Revelstoke's Stoke the Fire hot sauce company relocating to Similkameen Valley

Spicy lovers find local farm

A saucy Revelstoke business is now bringing its heat to the Similkameen.

Stoke the Fire, a homegrown hot sauce and pepper company, is picking up its stakes and moving to farmland in Cawston to put down new roots.

Owned and operated by partners in life and business, Stu Smith and Sarah "The Sauceress" Harper, the company has grown from a basic backyard garden operation into an urban farm and small batch sauce-bottling enterprise, picking up steam in recent years and seeing bottles at farmers markets and on retail shelves all over British Columbia.

"We've kind of hit our point where this thing has has gained quite a lot of momentum and we want to follow through with it and see it into the next chapter," Smith explained.

The couple grow all their own peppers for the sauces, and that has proved a challenge in Revelstoke.

"It's something that I've kind of mastered and been able to be quite successful with, but moving to a climate that is going to be more beneficial for us growing and a community that is more agriculturally-minded is kind of a big move for us too," Smith said.

That's where Cawston comes in. Smith and Harper looked all around the Okanagan and surrounding areas before falling in love with a seven-acre farm in the rural community near Keremeos.

They have already started moving in, preparing for spring planting and getting the greenhouse up and going, while their Revelstoke property is up for sale.

Smith describes himself as the farmer of the twosome, whereas he leaves the sauces up to Harper's creative mind. Their journey together in the business has been a leap of faith.

"It's been so much fun to see this thing grow," Smith said.

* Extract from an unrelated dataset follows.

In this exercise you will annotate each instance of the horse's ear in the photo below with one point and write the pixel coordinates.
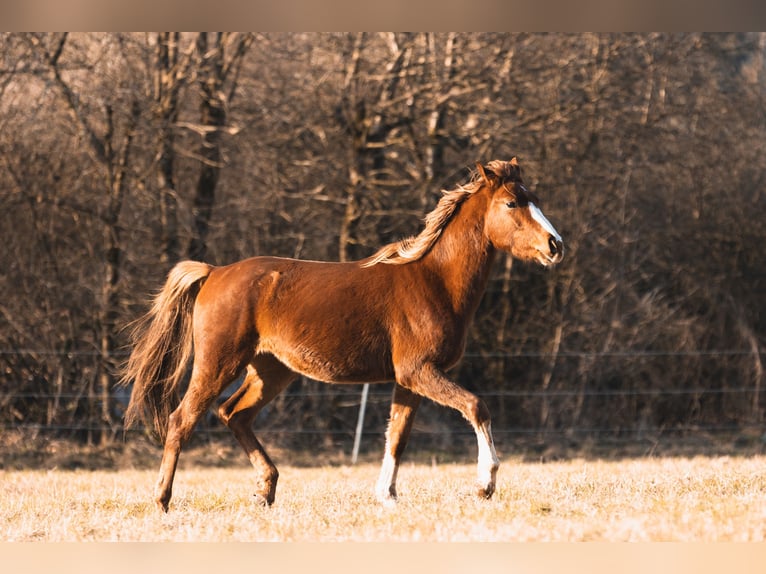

"I leaped off from a pretty stable career job that most people might be reluctant to move themselves away from, so I moved into this with the kind of thought that we would rather give it our shot and try it with all of our best efforts and risk failure opposed to 20 years down the road hearing that voice in the back of your brain 'Maybe we could have made it work.'"

The welcome in Cawston so far has been everything they hoped for. They have already made potential connections with other nearby agricultural businesses, and are looking forward to forging more.

That said, Revelstoke will always be special to the pair as the birthplace of their dream.

"On the labels it will say founded in Revelstoke and then grown and produced in Cawston, you know, so we're still retaining our roots of the business," Smith said.

And the bottles will still retain their signature logo — a hot pepper in love with a head of garlic, meant to represent Harper and Smith themselves.

"It's a spicy love story and it's one of those things that sounds dorky or cheesy but it's so easy to stand behind that because it's genuine and sincere," Smith said, adding he hears all the time from customers that they appreciate the story behind the sauces.

"It's been one of the most profound things I've ever done in my life, actually."

Stoke the Fire is working on getting up and running in Cawston and hopes to be able to welcome guests to the farm when they are operational, and in the meantime, they are still on shelves and online.